There's been a lot of factors influencing my setting goals for myself. I've had full time jobs before, but they were in between college semesters. That caused me to have the mindset that I would have a break from working all the time. However, I do work all the time now. I've developed a discipline and drive from being a professional software developer.
In college I was never really ambitious in terms of setting goals for myself. The only goal I had was graduating; I just wanted to be done. College is really draining, and all my mind was on was finishing. Now that I'm out I don't have that stress anymore. I can focus on things that are personally more important to me. Also I have more free time to accomplish those things because I don't have anymore homework, and I don't have to study anymore.
I've figured out things I like to do. I know I love to sing, but I've (re)discovered my desire to post videos of my doing that. I've also figured out that I like to vlog, even though before I never even wanted to watch vlogs. I had such a closed mind regarding vlogs; that was ignorant of me. I'm so glad to gave them a chance because that's most of my video consumption now. If I never started watching them, I probably never would've started myself and found that this is something that I love doing. Another thing that I've learned I love doing is blogging. I've made my own website, and I'm trying to at least blog weekly on it. I've worked really hard on it, and I think it shows. I couldn't write in high school. I flat out couldn't. My writing wasn't very interesting, and I would say the same thing over and over because I couldn't think of what to say. I loathed writing because I wasn't confident in my skills; and I felt like no matter what I did, I'd get a bad grade. It's different now.
I love writing. I love writing what I feel or think. I love not having a rubric to follow. This freedom is what I believe helps me write. I get excited about writing. Whenever something pops into my head, I quickly try to jot it down so I can pick it up later and finish that thought. I really enjoy it.
I've figured out a lot about myself this past year, and I couldn't be happier about it. I'm glad I've set goals for myself. I've had a lot of encouragement especially from my girlfriend and brother that's bolstered my self-confidence. That helped me start a lot of what I've done, and they've encouraged me to do more. I've also gotten a lot of support from my friend Dana Blouin. He has a lot of great content on his YouTube channel. He also has a video about setting goals, and after watching it I decided to make an actual list. Making that list was and is really important. I feel like this approach will be better for me than just setting resolutions again. The clearer definition of these goals will help me stay focused better than just some vague resolutions. I'm so excited to accomplish everything I've set out to do.

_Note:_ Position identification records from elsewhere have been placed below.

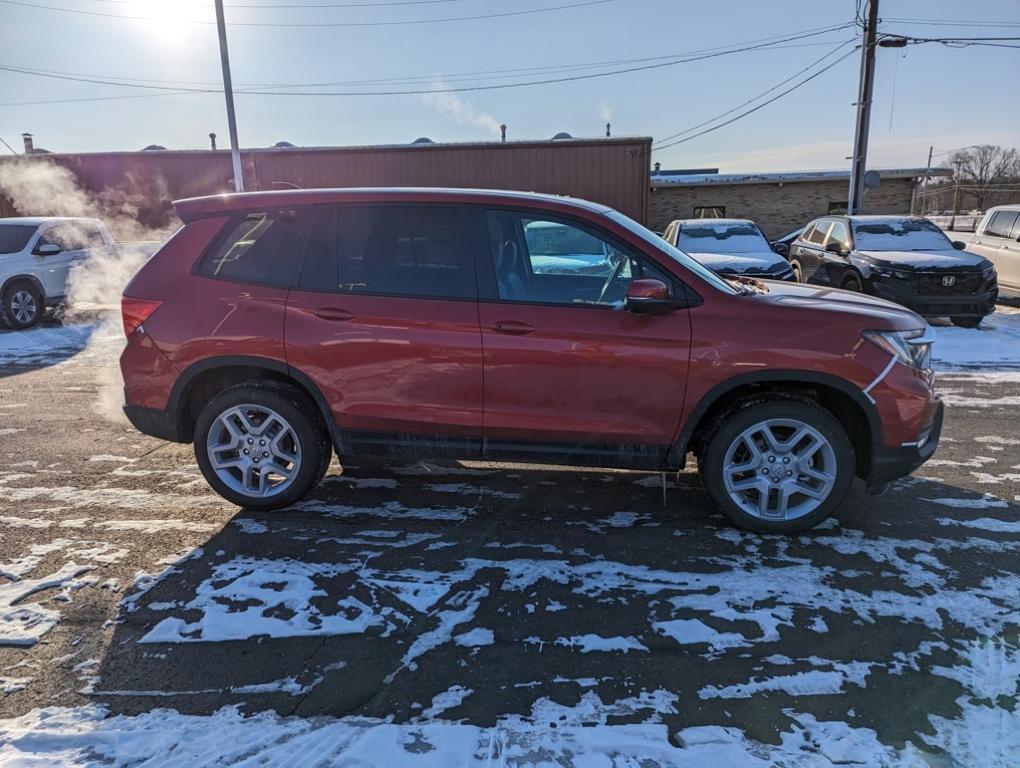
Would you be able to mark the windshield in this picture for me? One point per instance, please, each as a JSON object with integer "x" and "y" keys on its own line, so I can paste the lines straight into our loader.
{"x": 675, "y": 254}
{"x": 730, "y": 238}
{"x": 14, "y": 238}
{"x": 899, "y": 235}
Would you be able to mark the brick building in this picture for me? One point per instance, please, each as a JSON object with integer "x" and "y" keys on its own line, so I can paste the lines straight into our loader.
{"x": 777, "y": 202}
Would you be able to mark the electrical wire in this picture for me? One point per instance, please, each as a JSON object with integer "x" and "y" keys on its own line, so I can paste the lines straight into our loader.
{"x": 318, "y": 24}
{"x": 412, "y": 92}
{"x": 757, "y": 97}
{"x": 760, "y": 106}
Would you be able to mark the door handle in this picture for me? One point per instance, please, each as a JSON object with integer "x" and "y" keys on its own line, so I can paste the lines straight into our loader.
{"x": 512, "y": 327}
{"x": 335, "y": 314}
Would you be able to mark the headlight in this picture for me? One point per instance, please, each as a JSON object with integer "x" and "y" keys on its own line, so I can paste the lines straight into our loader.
{"x": 911, "y": 348}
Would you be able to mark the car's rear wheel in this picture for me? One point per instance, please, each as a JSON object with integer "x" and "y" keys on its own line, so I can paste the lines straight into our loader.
{"x": 779, "y": 465}
{"x": 966, "y": 322}
{"x": 261, "y": 445}
{"x": 22, "y": 305}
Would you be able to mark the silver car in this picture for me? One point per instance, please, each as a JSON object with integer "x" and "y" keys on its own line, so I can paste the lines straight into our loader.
{"x": 998, "y": 240}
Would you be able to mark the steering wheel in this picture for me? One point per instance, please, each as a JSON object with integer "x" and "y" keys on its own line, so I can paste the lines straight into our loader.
{"x": 612, "y": 278}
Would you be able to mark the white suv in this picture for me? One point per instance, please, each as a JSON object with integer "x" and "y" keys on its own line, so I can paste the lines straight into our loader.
{"x": 36, "y": 255}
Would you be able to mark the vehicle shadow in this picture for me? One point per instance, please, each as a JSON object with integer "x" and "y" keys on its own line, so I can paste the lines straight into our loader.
{"x": 473, "y": 595}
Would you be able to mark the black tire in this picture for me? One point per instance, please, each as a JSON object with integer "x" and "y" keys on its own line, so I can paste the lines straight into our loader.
{"x": 798, "y": 270}
{"x": 728, "y": 428}
{"x": 966, "y": 322}
{"x": 852, "y": 283}
{"x": 304, "y": 418}
{"x": 21, "y": 305}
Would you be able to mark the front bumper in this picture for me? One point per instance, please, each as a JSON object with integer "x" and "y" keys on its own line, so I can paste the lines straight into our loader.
{"x": 888, "y": 464}
{"x": 977, "y": 303}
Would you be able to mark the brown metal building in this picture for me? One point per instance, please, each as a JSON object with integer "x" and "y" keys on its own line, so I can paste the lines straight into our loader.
{"x": 611, "y": 170}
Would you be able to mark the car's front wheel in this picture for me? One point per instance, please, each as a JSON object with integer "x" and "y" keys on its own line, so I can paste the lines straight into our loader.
{"x": 261, "y": 445}
{"x": 777, "y": 465}
{"x": 22, "y": 305}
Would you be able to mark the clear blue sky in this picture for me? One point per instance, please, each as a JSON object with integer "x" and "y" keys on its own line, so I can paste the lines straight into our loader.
{"x": 942, "y": 96}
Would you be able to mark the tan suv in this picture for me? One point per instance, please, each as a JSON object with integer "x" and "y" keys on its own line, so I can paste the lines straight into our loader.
{"x": 998, "y": 240}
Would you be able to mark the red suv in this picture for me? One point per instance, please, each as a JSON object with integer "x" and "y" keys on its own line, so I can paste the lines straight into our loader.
{"x": 277, "y": 326}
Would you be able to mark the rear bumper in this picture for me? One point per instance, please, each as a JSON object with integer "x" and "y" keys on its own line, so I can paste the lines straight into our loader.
{"x": 155, "y": 422}
{"x": 888, "y": 464}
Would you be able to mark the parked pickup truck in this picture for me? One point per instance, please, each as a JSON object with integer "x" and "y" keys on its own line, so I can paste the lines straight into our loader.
{"x": 36, "y": 256}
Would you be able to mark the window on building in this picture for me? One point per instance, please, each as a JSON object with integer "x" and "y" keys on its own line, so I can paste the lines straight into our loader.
{"x": 263, "y": 248}
{"x": 710, "y": 211}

I know my own personality; however, sometimes you get surprised by other people's perceptions of you. Recently one of my friends told me he could totally see me being a salesman. I asked why, and he said because of my personality. I just have that kind of personality. When he said that it really intrigued and flattered me. I secretly feel like I could do that. It wouldn't have to explicitly be a sales, but it could be a job that required that kind of charisma and attitude--a job that requires something being sold in some kind of way. I just really liked being told that.
It's intriguing to think about doing something different than what you thought you'd be doing for your career. You kinda think to yourself, "Could I do that? I could probably do that." And then you switch to thinking, "Would I want to do that?" Maybe.
Discovering new things about yourself is great. It's a way for you to progress in life. It enables you to think from different perspectives. It's always good to change your mindset once in a while, and this experience definitely made me do that.